Если рассматривать светскую жизнь Лермонтова с позиций психологического опыта – реализации жизненного плана, рациональных и бессознательных устремлений, – то он, на наш взгляд, имел для поэта два важных последствия. Во-первых, этот опыт укрепил пошатнувшуюся было уверенность в его способности реализовать свой план: "было время, когда я как новичок искал доступа в это общество, – признавался он в письме к М. А. Лопухиной в конце 1838 года, – это мне не удалось ‹…› а теперь в это же самое общество вхожу не как проситель, а как человек, добившийся своих прав". Опыт светской жизни закрепил и развил в его психике девальвирующую тенденцию, очень опасную своими последствиями для его дальнейшей судьбы, во-вторых: "Но приобретенный опыт полезен в том отношении, – писал он в том же письме, – что дал мне оружие против общества: если оно будет преследовать меня клеветой (а это непременно случится), у меня хоть будет средство отомстить ‹…›"
Об этой детали психологического портрета Лермонтова подобнее речь пойдет ниже. А сейчас отметим лишь то, что обе составляющие опыта, несмотря на их разную направленность, сформировали в сознании поэта устойчивую негативную установку, также сыгравшую роковую роль в его судьбе.
В эпоху Лермонтова понятие свет имело широкое толкование.
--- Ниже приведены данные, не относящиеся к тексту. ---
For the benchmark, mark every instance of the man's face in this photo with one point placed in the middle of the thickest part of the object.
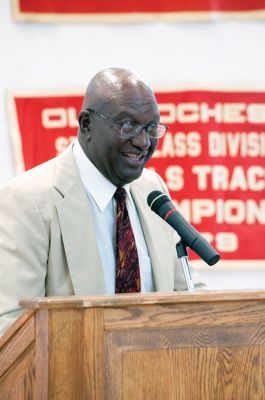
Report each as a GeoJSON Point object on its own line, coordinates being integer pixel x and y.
{"type": "Point", "coordinates": [121, 160]}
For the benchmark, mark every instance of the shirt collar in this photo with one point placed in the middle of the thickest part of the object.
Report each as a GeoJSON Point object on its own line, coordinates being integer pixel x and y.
{"type": "Point", "coordinates": [99, 187]}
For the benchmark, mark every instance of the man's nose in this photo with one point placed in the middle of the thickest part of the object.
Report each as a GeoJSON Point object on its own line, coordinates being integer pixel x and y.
{"type": "Point", "coordinates": [142, 140]}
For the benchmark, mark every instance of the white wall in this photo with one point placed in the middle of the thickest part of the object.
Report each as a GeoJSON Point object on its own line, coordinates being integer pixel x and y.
{"type": "Point", "coordinates": [41, 56]}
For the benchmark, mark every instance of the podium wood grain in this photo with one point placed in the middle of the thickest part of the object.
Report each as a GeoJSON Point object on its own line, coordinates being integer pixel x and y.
{"type": "Point", "coordinates": [185, 346]}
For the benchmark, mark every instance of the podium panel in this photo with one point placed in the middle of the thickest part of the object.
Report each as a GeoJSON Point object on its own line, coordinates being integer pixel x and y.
{"type": "Point", "coordinates": [185, 346]}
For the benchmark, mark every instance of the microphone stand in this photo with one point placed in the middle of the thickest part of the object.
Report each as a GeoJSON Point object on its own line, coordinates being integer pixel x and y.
{"type": "Point", "coordinates": [183, 256]}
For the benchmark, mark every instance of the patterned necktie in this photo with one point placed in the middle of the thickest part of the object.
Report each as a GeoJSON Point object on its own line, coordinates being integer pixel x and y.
{"type": "Point", "coordinates": [127, 264]}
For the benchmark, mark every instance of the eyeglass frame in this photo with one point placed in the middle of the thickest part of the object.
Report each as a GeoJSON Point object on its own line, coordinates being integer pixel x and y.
{"type": "Point", "coordinates": [145, 127]}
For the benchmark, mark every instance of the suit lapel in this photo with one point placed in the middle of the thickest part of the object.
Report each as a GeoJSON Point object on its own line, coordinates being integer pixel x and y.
{"type": "Point", "coordinates": [157, 238]}
{"type": "Point", "coordinates": [77, 227]}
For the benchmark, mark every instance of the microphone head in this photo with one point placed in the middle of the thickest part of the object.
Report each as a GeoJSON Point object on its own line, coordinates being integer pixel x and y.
{"type": "Point", "coordinates": [156, 199]}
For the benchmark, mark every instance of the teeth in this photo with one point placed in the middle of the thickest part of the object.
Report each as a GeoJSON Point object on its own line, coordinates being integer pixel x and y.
{"type": "Point", "coordinates": [135, 156]}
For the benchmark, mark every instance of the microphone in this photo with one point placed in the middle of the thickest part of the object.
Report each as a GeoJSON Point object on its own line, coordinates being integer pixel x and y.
{"type": "Point", "coordinates": [161, 204]}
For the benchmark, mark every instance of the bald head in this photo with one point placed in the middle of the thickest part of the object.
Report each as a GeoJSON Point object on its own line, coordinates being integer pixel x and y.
{"type": "Point", "coordinates": [118, 103]}
{"type": "Point", "coordinates": [108, 86]}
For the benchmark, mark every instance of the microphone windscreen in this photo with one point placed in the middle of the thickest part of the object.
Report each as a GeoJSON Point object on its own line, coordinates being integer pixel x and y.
{"type": "Point", "coordinates": [156, 199]}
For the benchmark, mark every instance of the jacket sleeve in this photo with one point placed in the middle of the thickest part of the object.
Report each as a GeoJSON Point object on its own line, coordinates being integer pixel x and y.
{"type": "Point", "coordinates": [23, 251]}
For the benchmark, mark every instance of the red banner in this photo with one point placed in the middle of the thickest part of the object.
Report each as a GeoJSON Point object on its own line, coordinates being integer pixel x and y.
{"type": "Point", "coordinates": [132, 9]}
{"type": "Point", "coordinates": [211, 158]}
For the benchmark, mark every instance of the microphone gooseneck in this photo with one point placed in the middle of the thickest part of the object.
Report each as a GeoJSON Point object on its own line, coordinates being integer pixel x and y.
{"type": "Point", "coordinates": [160, 203]}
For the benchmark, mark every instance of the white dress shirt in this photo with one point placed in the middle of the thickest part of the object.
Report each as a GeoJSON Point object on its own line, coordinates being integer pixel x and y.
{"type": "Point", "coordinates": [100, 193]}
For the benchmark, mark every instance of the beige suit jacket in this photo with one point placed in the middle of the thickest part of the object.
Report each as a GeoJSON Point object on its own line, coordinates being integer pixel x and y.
{"type": "Point", "coordinates": [47, 237]}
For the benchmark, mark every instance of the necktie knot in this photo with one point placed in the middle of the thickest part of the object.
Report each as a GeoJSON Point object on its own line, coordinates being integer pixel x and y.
{"type": "Point", "coordinates": [120, 194]}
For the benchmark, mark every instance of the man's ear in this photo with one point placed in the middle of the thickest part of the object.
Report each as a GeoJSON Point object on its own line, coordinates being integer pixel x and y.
{"type": "Point", "coordinates": [84, 120]}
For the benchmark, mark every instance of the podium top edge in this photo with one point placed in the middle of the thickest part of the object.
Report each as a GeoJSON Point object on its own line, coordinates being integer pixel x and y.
{"type": "Point", "coordinates": [134, 299]}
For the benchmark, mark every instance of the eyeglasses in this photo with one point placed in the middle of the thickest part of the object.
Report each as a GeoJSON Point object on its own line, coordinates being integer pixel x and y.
{"type": "Point", "coordinates": [129, 128]}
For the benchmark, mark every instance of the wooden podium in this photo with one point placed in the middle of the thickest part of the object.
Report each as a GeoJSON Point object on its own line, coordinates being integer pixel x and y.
{"type": "Point", "coordinates": [184, 346]}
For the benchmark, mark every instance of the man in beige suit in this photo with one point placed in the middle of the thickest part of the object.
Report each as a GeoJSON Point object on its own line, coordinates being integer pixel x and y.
{"type": "Point", "coordinates": [57, 220]}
Не случайно для его дифференциации использовалось боле точное определение "большой свет". Оно отличало иерархический порядок. "Большой свет" – это свет столичный, даже не московский. Свои социальные притязания Лермонтов связывал именно с ним. Лермонтов не просто любил светские успехи, но ценил лишь успехи в "большом свете". "Петербургский "beau-monde" встретил его с увлечением, – вспоминал М. Н. Логинов, – он сейчас вошел в моду и стал являться по приглашениям на балы, где бывал двор". Званием светского человека Лермонтов дорожил и не стремился променять его на звание литератора. Последнее противоречило бы его руководящей личностной идее, так как в ту эпоху даже литературная известность не могла соперничать с успехами и модой в свете. "Лермонтов хотел слыть во что бы то ни стало и прежде всего за светского человека и оскорблялся точно так же, как Пушкин, если кто-нибудь рассматривал его как литератора", – не без основания утверждал И. И. Панаев.
Тот коллективный взгляд на иерархию "света", который разделял Лермонтов, сослужил ему недобрую службу. Из опыта петербургской светской жизни он вынес представление, что для человека "большого света" было бы дурным тоном разделять радости и веселье с людьми иерархически более низкого круга. Если Лермонтов "до крайности бесился, когда его не приглашали на придворные балы, а приглашали ‹…› тогдашнего его товарища по полку", то провинциальным светом он высокомерно пренебрегал. В Пятигорске, в "открытом доме Озерских" "Михаил Юрьевич никогда не бывал, так как там принимали неразборчиво, а поэт не любил, чтобы его смешивали с l’armee russe (с русскими армейскими) как он окрестил кавказское воинство".